Not all shy, timid dogs had a bad experience. Sometimes a dog was not socialized well as a puppy and now has some hang-ups about being around other canine companions or people. In addition, a puppy with a shy disposition may simply require time and training to get him feeling comfortable in his new surroundings. By using a combination of training techniques, behavioral modifications and patience, you can help your dog overcome his shyness.
Put the dog in agility and training classes or begin training the dog yourself. The purpose of training is for dog confidence, trust and obedience. Use target training by holding a treat in your closed hand and making him sniff or bump your hand to get it. This teaches him to come close to you and others and rewards social interaction. Another way is to ask for everything and make him do basic commands for affection. Or, when he does something positive, use a clicker device, say "yes," and give him a treat. By showing the dog your leadership and giving him conflict-resolution skills, he will exhibit less anxiety around others.
Games allow a dog to get his energy out, provide a mental break and are a stress reliever. A basic game is to have the dog associate his name with something he loves, such as a chew toy or treats. Only give him these things when he comes to you when called. Also use games that draw him close to you, such as fetch and tug-o-war. Make sure you start and end the game and put the object away when the game is over. Use agility play, such as setting up an obstacle course, and train the dog to go through the motions.

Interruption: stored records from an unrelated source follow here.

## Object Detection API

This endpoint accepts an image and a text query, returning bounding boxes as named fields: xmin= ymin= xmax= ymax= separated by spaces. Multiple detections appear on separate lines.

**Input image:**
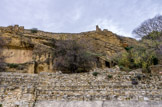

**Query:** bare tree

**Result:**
xmin=132 ymin=15 xmax=162 ymax=37
xmin=54 ymin=40 xmax=95 ymax=73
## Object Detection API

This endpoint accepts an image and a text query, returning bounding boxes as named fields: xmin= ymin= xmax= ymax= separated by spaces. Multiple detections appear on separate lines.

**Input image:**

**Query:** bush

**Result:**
xmin=0 ymin=37 xmax=5 ymax=72
xmin=115 ymin=41 xmax=159 ymax=72
xmin=53 ymin=40 xmax=95 ymax=73
xmin=93 ymin=72 xmax=99 ymax=77
xmin=31 ymin=28 xmax=38 ymax=33
xmin=107 ymin=75 xmax=113 ymax=79
xmin=8 ymin=63 xmax=19 ymax=68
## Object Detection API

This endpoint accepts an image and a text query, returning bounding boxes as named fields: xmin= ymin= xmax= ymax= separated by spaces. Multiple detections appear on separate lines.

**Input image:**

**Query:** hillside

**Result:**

Eventually, the dog will realize this form of exercise is exciting and he'll look forward to the activity.
Change the Dog's Feelings
Use a combination of desensitization and counterconditioning to change a dog's emotional and physiological response. First find whatever it is, such as meat, that motivates the dog. Pinpoint the dog's source of nervousness, such as someone new in the house, and then make it happen at a sub-threshold level. Immediately begin using the motivator to shift the dog's attention and emotions. As soon as the person leaves, the motivator stops. After many attempts, allow the stranger to give the motivator to the dog. Another option is to put the dog in his crate. This immediately calms the dog and allows him to feel safe from the outside activity while he observes from afar.
Let your dog open up to others at his pace. While on a walk, simply tell owners your dog is in training and ask that he not be engaged. If your dog chooses to go nose-first at a dog to smell him out, instruct the owner not to pet your pooch because it could make him withdraw again. It's also important to keep how you react in check. Stay calm and refrain from pulling on the leash or tensing up yourself when a dog or person approaches. Or, host a dog party at your home and invite smaller, friendly dogs. Remember, however, that coddling your dog when he's scared simply reinforces his behavior and perpetuates the shyness.